After the briefest of pauses the high, precise voice of First Officer Mebwina replied. “Yes. Sir. It is.”
The captain sighed and stared in disgust at the hive of activity, but had nothing further to say except the two-word condemnation that followed the junksters from solar system to solar system.
“Space junk,” he spat.
When the cruiser swung back through the system six months later it was immediately apparent that something was wrong. The junk was still there and the surface of the planetoid showed evidences of the activities of the terra-formers, but there was nothing happening.
“Comms Officer, open a hailing channel,” the captain spoke briskly in order to camouflage a feeling of disquiet.
After about twenty minutes with no response from the junkster station, the captain called for cessation.
“Raise home planet, Comms Officer.”
The powers that be were thrilled to hear from a patrol cruiser captained by a time-server and crewed by second and third class citizens, but they did sit up and take notice when the situation was explained.
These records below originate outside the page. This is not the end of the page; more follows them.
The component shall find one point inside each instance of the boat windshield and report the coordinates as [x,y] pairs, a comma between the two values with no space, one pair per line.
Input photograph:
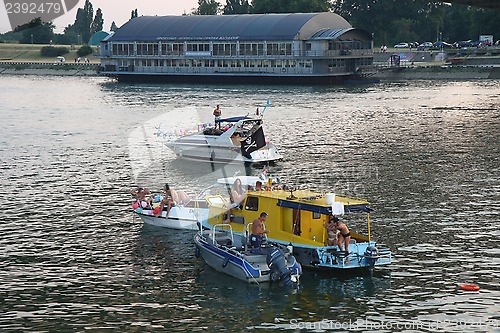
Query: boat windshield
[244,126]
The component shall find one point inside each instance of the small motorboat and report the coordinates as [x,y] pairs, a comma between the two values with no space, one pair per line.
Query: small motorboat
[297,219]
[229,253]
[230,140]
[182,216]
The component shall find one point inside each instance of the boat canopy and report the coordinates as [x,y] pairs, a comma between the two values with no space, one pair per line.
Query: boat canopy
[326,210]
[232,119]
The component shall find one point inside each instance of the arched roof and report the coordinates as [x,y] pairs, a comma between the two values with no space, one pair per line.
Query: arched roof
[97,37]
[227,27]
[348,34]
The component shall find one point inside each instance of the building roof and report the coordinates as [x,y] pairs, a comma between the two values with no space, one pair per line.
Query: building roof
[97,37]
[229,27]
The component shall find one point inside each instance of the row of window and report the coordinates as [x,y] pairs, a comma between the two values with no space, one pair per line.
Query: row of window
[218,63]
[224,49]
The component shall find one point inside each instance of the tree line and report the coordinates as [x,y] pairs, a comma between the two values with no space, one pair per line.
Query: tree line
[390,21]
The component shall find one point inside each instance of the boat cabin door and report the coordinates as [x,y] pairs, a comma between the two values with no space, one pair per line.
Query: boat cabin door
[296,222]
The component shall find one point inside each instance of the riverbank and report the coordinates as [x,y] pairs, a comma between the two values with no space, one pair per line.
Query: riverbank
[39,68]
[443,72]
[26,60]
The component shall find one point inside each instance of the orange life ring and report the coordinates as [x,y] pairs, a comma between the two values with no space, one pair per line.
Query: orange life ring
[469,287]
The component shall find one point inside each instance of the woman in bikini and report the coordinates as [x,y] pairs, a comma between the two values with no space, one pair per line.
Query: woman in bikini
[344,234]
[332,233]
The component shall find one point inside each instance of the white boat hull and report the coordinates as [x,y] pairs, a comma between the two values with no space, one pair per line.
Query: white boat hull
[183,218]
[223,154]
The captain was ordered to leave a skeleton crew aboard the cruiser and take the rest of his people aboard the space station. It was, he was told crisply, imperative that he establish precisely what was going on.
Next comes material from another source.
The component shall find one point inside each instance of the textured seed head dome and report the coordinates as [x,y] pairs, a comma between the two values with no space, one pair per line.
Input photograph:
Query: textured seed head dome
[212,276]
The pilot droid finessed the ageing cruiser into orbit about fifty metres from the space station then put itself in resting mode. Two sturdy humanoids were issued blasters and put on guard while the other dozen or so crew members donned suits and glide packs and crossed the junkyard to the silent hulk that was the junksters’ station. Leaving one suited guard outside, the rest of the party made its way into the passenger airlock. The doors shushed closed behind them.
It seemed to be a very long time before anything happened, and the group was getting very, very nervous before the hiss of incoming air caused hands to drop from sidearms. When the hissing stopped, the inner door opened and the party found itself in a room big enough to swallow the cruiser whole. It was brightly lit, and, according to the captain’s gauges, full of clean, breathable air. He signalled ‘helmets off’ and once everyone was breathing station air the search began.
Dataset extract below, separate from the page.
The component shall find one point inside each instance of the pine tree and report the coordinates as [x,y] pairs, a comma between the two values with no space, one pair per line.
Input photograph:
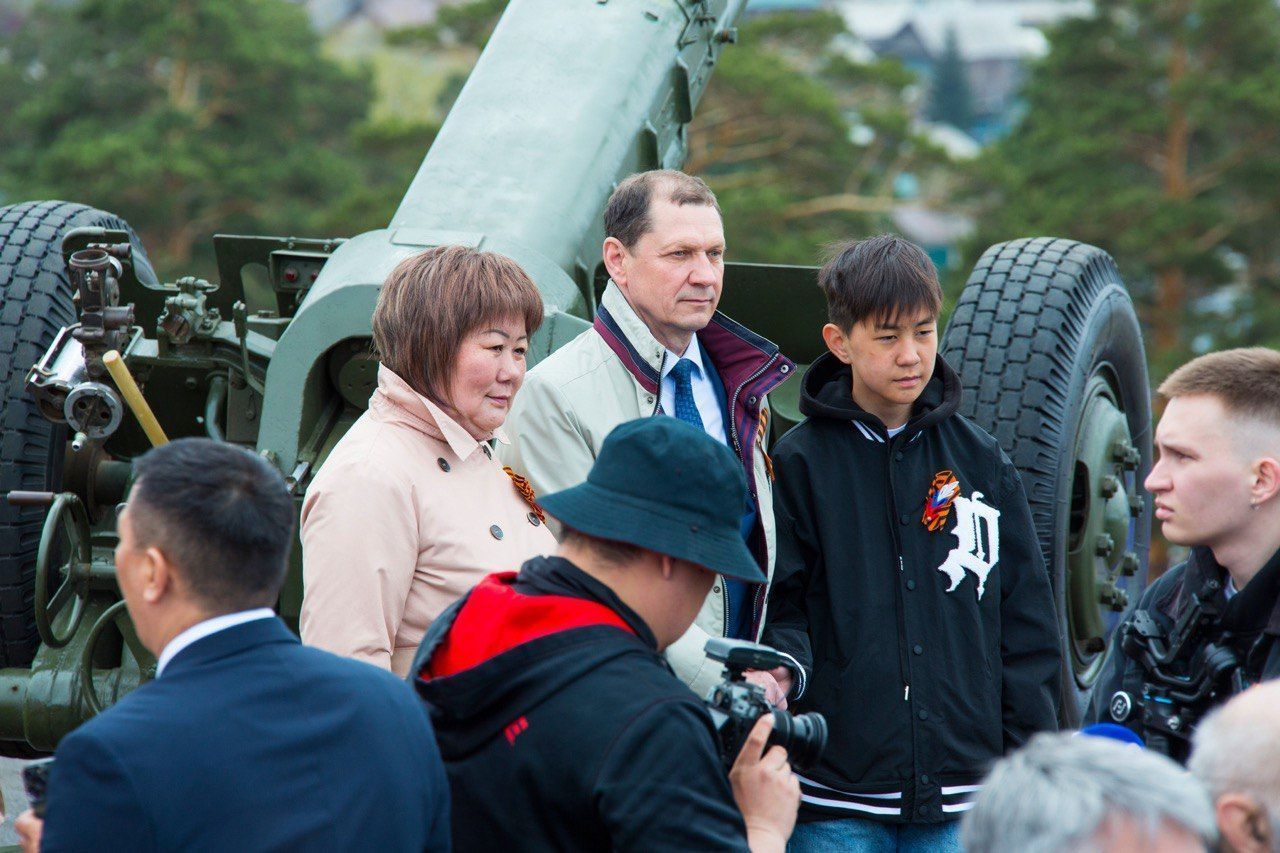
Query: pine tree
[1151,129]
[190,117]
In the eerie quiet of the station the crew’s boots sounded very loud and most of them were fighting down the urge to creep. It didn’t get any more comfortable, and yet they found nothing frightening. The lowest deck was taken up with junkster machinery and hundreds of deactivated mining and terra-forming machines. The next level was workshops, and here they found row upon row of the primitive junkster droids similarly deactivated, but looking quite unharmed. Finally, back on the living level, things felt even more eerie. The few occupied rooms were tidy and looked as if they were just waiting for their occupants to return. Even the kitchen was spick and span, although one of the huge dishwashing machines still bore a load, and there was a bowl of scrubbed tubers on the worktop. The only thing there was no sign of was life.
Mebwina scowled at her gauges. “No life of any sort outside ourselves, Captain.”
The captain scratched the back of his neck. “Home planet isn’t going to be too pleased with us if the only answer we can come up with is that.”
Nobody replied, because there was nothing to say.
The sound of machinery starting up close by made every man jack of them jump, and Mebwina went so far as to emit an undignified squeak.
“Air scrubbers.” The oldest crewman put in succinctly. “We must have been in here long enough to use up some air.”
He smiled in a superior fashion before grabbing for his throat, while desperately trying to replace his helmet with his other hand. Within seconds, Mebwina’s gauges stopped bleeping and blipping and a tinny little voice piped up. ‘no life forms detected’ before it too fell silent.
Inside the cruiser, the pilot droid awoke and ambled over to the two guards. It pushed them into the airlock and closed the door before jettisoning them to join the rest of the garbage clustered around the space station. It made a slight tasking sound in the back of its throat as the bodies were smashed into pieces by the effects of sharp metal wastes and aggressive artificial gravity. The two spacesuited figures guarding the airlock could be seen to be fighting nausea. Vomit in a suit is unamusing. The droid smiled thinly and set an autopilot course for home planet before exiting the cruiser via the captain’s emergency pod. As the spaceship exited the system the droid felt itself swell with a new purpose as its will was joined with its brothers and sisters on the space station.
“Space Junk,” the voice in his head exulted. “Score one to the space junk.”